Nanotube concrete: increased strength and durability
The use of carbon fibers to improve concrete pavement’s flexural strength and resistance to cracking is not a new concept, but the use of carbon nanotubes in concrete pavements is pushing the cutting edge of the approach. After his company developed its proprietary method of producing carbon nanotubes (CNTs), the next step was to identify where the technology adds the most value, said Robert Cavaliero, MCE, Vice President of EdenCrete® Admixtures at Eden Innovations.
“Conventional fibers provide crack-resistance, but CNTs are much stronger and more durable than conventional fibers, even stronger than carbon nanofibers,” said Cavaliero.

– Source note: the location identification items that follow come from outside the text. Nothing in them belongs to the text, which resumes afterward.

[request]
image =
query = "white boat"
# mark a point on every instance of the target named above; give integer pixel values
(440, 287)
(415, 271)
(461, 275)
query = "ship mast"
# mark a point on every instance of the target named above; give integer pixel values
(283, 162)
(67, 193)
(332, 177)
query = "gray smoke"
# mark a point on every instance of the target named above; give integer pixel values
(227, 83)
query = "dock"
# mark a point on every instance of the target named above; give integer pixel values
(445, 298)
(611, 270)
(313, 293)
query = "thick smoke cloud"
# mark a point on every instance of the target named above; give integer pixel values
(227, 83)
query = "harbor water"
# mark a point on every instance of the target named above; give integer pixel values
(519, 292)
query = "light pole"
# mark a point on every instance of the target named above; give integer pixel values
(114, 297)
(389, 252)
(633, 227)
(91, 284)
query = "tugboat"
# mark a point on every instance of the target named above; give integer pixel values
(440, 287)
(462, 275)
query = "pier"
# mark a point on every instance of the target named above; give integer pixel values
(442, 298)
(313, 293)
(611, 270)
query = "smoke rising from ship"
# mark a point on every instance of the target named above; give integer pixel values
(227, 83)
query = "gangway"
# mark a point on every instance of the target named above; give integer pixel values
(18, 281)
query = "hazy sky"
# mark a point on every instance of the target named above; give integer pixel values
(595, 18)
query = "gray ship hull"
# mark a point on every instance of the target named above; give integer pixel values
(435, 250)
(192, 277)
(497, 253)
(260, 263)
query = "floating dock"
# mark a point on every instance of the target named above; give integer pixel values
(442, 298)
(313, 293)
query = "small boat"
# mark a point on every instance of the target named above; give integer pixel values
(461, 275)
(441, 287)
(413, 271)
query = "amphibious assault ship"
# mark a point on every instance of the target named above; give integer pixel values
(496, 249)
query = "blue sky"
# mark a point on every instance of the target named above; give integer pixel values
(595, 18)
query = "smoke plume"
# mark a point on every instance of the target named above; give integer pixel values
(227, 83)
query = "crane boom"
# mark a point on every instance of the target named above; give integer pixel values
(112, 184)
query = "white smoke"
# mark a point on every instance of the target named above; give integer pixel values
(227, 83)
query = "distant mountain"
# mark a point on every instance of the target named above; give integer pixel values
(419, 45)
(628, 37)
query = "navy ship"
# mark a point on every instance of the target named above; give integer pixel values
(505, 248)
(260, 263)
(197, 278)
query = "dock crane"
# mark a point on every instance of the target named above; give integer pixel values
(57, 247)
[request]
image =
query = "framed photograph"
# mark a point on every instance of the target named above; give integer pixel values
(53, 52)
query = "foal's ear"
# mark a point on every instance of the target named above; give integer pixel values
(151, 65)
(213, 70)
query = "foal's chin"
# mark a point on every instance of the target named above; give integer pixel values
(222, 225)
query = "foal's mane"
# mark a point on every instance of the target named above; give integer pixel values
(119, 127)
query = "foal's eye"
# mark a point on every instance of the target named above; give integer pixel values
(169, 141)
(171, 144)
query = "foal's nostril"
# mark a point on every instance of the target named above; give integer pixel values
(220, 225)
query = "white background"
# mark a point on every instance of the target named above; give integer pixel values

One of the early tests of CNTs in a pavement maintenance project was conducted by the Georgia Department of Transportation. Two 35-foot-long test sections were placed on I-20 near the border between South Carolina and Georgia. The “control” was poured with the standard 24-hour accelerated concrete mix formula used by the Georgia Department of Transportation.
“The CNT admixture significantly increased abrasion resistance and compressive strength of the concrete,” said Cavaliero. “Following the test, GDOT specified the product to be used for full-depth slab replacements using 24-hour accelerated concrete.”
The minuscule size of the carbon nanotubes—up to 50,000 times smaller than a hair—means they are respirable in a dry form. To overcome this challenge, the admixture was designed as a liquid suspension of CNTs able to be transported and added to concrete safely and easily, just like any standard concrete admixture.
“This alleviates the risk to workers,” said Cavaliero.
Adding nanotubes to a concrete mix causes lower permeability, resulting in pavements that are easier to place and finish and achieve higher ultimate tensile and compressive strengths in some cases. Pavements with nanotubes also have improved durability with greater resistance to wear and shrinkage-related cracking and curling, resistance to scaling from deicer chemicals, and a lower tendency of steel corrosion.
The future of concrete with CNTs is bright, with projects in Colorado, Georgia, Kansas, North and South Carolina, Texas, and Utah, at port authority terminals, and at several airports showing excellent results, said Cavaliero.
“The use of this admixture fits well with sustainability and resiliency goals as we all work to reduce cement content without sacrificing durability and long service life for concrete pavements,” he said.